Catholic Health System Settles Medicare Violations
New York’s Catholic health care system has reached a $3.3 million settlement over allegations of breaching federal Medicare reporting laws.
The U.S. Attorney’s Office for the Western District of New York stated in a press release that the health system is accused of “willfully filing false claims” with Medicare, which violates federal regulations.
The allegations suggest that the Catholic hospital network was not complying with laws that prohibit healthcare providers from receiving Medicare payments for services referred by physicians with financial ties to them.
Prosecutors asserted that the health provider had financial arrangements with non-employee physicians, who subsequently referred services like lab tests, hospital treatments, and medical supplies to the Catholic Health System and affiliated hospitals.
“The Stark Law aims to safeguard Medicare by ensuring that financial incentives do not influence physician referrals,” explained U.S. Attorney Michael Digiacomo, adding that his office is dedicated to holding healthcare providers accountable for such practices.

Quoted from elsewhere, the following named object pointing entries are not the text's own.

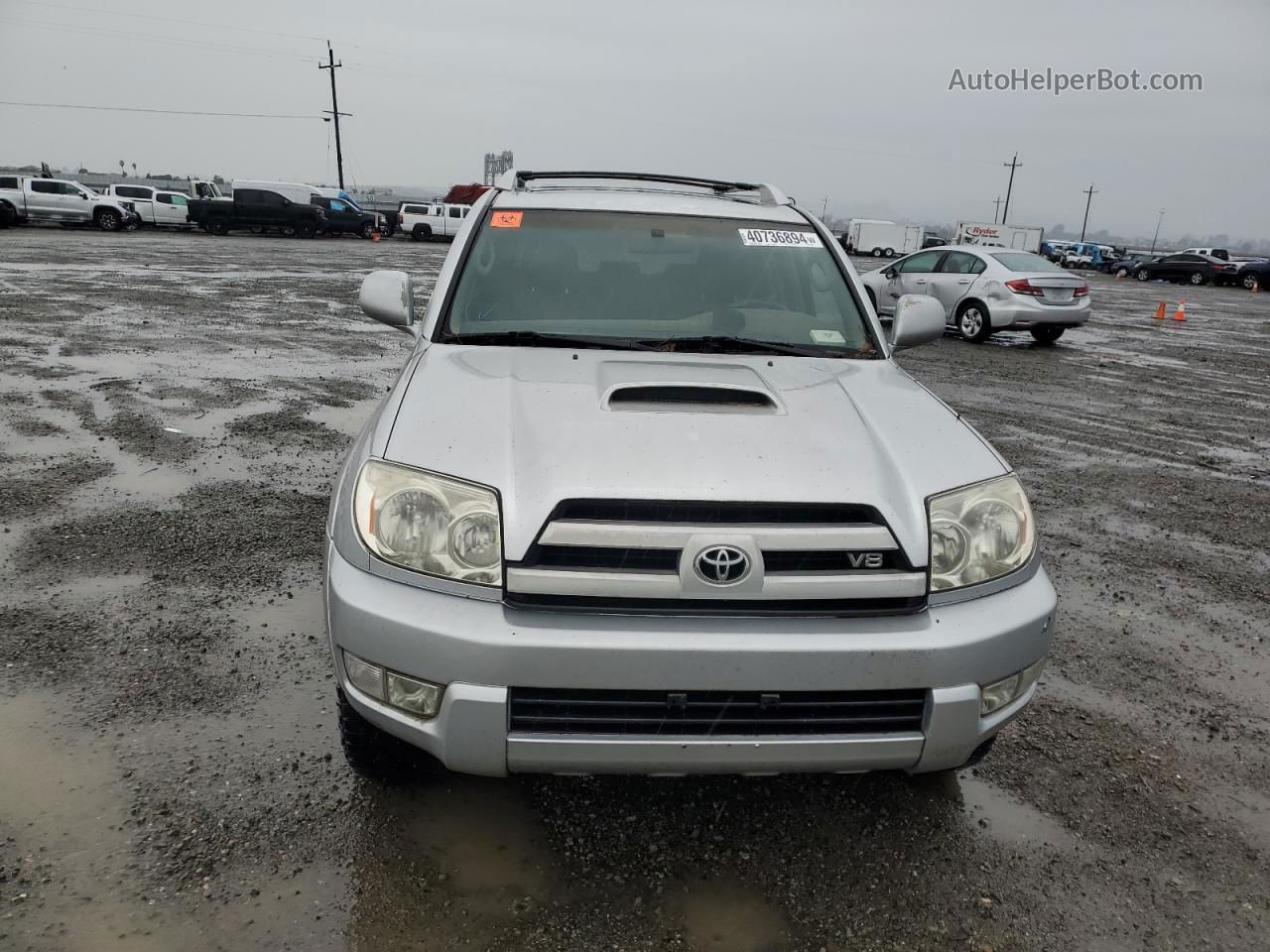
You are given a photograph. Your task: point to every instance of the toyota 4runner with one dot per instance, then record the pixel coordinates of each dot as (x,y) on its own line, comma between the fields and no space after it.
(652,495)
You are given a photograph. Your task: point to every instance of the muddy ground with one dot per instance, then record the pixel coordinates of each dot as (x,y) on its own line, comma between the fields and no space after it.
(172,412)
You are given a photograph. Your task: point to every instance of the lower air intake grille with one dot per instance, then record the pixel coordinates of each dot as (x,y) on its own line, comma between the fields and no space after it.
(715,712)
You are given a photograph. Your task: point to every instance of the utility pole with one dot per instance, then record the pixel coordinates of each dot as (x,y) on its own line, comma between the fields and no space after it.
(1088,198)
(1012,164)
(334,108)
(1157,230)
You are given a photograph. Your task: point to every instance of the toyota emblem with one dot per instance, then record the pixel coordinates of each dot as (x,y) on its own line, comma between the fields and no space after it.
(721,565)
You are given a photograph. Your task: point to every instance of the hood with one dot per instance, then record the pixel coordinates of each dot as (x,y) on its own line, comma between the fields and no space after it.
(545,424)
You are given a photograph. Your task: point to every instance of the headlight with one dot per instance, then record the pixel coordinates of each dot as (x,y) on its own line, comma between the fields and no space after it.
(979,534)
(430,524)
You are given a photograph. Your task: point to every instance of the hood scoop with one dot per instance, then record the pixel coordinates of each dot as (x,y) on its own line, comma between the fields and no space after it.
(690,398)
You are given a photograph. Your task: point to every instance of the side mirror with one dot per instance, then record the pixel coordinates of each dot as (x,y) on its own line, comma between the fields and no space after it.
(388,298)
(919,320)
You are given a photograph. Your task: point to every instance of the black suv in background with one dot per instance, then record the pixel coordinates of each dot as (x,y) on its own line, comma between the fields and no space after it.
(344,218)
(1189,268)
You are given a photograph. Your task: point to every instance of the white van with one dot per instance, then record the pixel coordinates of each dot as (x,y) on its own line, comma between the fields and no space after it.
(155,206)
(425,221)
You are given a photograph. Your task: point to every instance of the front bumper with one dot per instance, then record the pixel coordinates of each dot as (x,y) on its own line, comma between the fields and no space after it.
(480,649)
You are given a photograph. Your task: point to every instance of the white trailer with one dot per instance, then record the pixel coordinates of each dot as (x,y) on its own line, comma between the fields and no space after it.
(881,239)
(1017,236)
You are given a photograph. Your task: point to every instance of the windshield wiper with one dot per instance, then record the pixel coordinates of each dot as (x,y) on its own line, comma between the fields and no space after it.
(535,338)
(722,343)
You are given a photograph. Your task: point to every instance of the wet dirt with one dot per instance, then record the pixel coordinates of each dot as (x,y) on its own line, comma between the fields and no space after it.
(172,412)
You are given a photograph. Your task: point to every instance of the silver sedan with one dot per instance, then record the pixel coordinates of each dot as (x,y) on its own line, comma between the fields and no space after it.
(985,290)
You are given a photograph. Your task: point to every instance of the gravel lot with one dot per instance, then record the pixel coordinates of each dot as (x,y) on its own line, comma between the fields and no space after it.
(172,412)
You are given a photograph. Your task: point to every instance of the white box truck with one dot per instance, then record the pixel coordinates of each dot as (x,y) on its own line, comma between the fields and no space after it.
(881,239)
(1016,236)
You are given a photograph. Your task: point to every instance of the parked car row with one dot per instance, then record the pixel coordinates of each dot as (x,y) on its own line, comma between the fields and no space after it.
(289,208)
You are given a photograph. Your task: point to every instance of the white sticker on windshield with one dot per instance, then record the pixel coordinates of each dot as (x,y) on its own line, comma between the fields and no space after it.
(766,238)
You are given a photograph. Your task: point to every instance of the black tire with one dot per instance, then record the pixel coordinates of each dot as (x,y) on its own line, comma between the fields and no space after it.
(1047,335)
(377,756)
(974,321)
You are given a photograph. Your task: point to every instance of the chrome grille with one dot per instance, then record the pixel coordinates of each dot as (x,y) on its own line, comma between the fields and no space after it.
(715,712)
(633,555)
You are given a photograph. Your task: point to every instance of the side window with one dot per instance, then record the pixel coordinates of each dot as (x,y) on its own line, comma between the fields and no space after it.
(922,262)
(960,263)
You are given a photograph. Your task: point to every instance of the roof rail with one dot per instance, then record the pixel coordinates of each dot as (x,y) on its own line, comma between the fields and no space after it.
(516,179)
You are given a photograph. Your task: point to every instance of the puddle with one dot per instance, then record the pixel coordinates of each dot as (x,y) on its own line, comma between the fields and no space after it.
(729,918)
(1008,819)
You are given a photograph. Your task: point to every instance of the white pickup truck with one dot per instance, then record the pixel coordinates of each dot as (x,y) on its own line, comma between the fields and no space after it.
(24,199)
(425,221)
(155,206)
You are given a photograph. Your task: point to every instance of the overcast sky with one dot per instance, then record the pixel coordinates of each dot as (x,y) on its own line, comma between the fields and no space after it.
(828,99)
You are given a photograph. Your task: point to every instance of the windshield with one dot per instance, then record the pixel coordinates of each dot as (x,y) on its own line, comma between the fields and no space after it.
(654,281)
(1026,262)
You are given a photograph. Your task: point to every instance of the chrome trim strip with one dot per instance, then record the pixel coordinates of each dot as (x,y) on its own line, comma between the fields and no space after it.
(811,537)
(780,585)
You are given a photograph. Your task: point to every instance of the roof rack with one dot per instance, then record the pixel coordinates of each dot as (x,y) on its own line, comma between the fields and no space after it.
(516,179)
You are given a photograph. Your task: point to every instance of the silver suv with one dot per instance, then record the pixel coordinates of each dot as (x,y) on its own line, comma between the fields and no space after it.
(652,495)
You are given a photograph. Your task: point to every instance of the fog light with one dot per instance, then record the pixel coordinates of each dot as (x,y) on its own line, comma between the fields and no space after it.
(417,697)
(1001,692)
(998,694)
(363,675)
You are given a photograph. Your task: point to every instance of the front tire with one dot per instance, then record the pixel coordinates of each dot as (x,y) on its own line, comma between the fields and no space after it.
(377,756)
(974,322)
(1047,335)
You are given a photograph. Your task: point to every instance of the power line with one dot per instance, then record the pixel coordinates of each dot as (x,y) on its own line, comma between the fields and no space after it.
(1012,164)
(164,112)
(1088,199)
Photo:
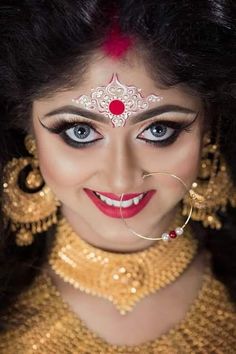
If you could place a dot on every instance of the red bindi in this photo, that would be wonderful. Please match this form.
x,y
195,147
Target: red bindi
x,y
116,107
117,44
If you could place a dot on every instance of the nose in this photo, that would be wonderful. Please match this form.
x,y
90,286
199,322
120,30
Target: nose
x,y
123,170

The settlement doesn’t imply any admission of guilt by the Catholic health system. “The settlement only pertains to a complaint, with no decision of liability,” the press release noted.
Initial scrutiny of these alleged violations stemmed from Gary Tucker, a former executive within the Catholic Health Systems Network. According to whistleblower regulations, Tucker will receive a portion of the settlement funds.
In a statement to CNA, Leonardo Sette Camara, an advisor to the hospital system, mentioned that defending against these kinds of subjective claims imposes an excessive strain on their resources.
“This case wasn’t about the quality of care for patients. By resolving these issues, we can refocus our efforts on delivering top-notch care,” he commented.
This report was updated following a statement from the hospital on May 21, 2025, at 3 PM.